2

I’m stuck in training a model for the recognition of characters on images. What I’m currently doing is trying to recognize letters in a relatively small image (700x50) by using the pre-defined faster-rcnn from the TensorFlow object detection repository. The images contain up to 13 letters which I want to identify and some smaller symbols and letters in the background which doesn't have to be recognized.

I've already trained some models with adoptions in the configuration files of the TensorFlow models zoo (using python), and the results in the training (classification precision and loss) are good. However, the box prediction / region proposal is not working for me. When using the model on images, it always finds on the first or first and second character. The other character are not found by the model at all. I've already tried to tweak the anchor parameters and other stuff, but that’s not important for my question.

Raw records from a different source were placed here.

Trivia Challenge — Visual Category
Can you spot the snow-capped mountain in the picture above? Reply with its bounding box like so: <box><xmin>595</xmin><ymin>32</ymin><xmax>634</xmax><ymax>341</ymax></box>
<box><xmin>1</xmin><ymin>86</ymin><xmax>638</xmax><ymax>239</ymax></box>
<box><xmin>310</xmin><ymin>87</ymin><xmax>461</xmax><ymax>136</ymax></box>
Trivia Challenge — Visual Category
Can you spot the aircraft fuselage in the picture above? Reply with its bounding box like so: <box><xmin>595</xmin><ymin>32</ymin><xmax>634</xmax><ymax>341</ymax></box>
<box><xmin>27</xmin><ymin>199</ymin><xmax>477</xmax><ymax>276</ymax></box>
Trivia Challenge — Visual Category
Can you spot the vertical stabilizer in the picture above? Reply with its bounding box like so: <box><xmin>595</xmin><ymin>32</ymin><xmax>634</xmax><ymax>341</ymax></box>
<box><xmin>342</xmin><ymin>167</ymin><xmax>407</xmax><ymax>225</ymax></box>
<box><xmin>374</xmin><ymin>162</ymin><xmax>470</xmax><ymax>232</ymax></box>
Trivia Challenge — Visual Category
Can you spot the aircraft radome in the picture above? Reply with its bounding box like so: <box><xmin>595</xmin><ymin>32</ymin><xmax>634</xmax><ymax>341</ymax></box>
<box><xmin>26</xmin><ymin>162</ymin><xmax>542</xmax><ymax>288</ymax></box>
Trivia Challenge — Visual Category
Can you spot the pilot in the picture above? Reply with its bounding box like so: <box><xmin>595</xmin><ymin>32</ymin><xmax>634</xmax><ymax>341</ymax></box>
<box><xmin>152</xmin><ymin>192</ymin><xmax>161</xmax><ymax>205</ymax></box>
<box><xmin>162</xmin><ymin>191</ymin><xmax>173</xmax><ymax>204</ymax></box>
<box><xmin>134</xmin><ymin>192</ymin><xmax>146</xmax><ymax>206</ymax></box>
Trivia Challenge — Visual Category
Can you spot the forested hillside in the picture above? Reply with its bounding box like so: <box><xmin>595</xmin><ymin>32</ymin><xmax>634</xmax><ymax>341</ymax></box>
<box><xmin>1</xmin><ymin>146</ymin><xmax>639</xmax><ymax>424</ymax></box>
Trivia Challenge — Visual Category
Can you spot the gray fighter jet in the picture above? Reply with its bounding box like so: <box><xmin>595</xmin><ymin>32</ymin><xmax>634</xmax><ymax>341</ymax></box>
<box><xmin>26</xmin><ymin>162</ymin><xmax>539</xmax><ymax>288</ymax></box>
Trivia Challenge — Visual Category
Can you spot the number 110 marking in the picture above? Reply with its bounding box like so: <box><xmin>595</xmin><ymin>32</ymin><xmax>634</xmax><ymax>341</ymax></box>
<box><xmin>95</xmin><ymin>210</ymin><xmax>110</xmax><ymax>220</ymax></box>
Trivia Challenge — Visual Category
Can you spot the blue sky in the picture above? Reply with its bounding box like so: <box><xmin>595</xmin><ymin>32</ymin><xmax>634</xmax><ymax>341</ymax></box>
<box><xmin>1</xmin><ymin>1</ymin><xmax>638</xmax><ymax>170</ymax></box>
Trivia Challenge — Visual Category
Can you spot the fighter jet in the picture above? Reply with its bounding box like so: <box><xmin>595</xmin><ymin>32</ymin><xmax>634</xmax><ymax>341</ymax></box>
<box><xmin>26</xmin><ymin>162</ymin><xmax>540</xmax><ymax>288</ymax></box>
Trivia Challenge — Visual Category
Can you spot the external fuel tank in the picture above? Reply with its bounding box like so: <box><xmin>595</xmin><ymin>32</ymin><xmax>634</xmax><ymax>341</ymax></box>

My question now is: How can I output the boxes / anchors predicted by the region proposal (RPN) in my model? I would like to find out how I have to change my model to get an understanding on what is happening and why the other letters are not even found - let alone classified correctly. But in order to find out, I have to know what the RPN is doing to understand why my model is only finding the first two letters even though I’ve already tried changing many options like the anchor sizes or max predictions...

If someone has the magic answer on how I can output the proposals of the RPN in the TensorFlow faster-RCNN model, so from there I can find out why they don't make it into the final results, that would be great. But I’m equally happy for tips on how I can proceed from here - e.g. building an RCNN on my own and not using the models in the TensorFlow zoo or whatever. Since I'll be further working on this model for a few months, any tips on how to get deeper into creating a better model are appreciated.

Thanks in advance.

0 Answers0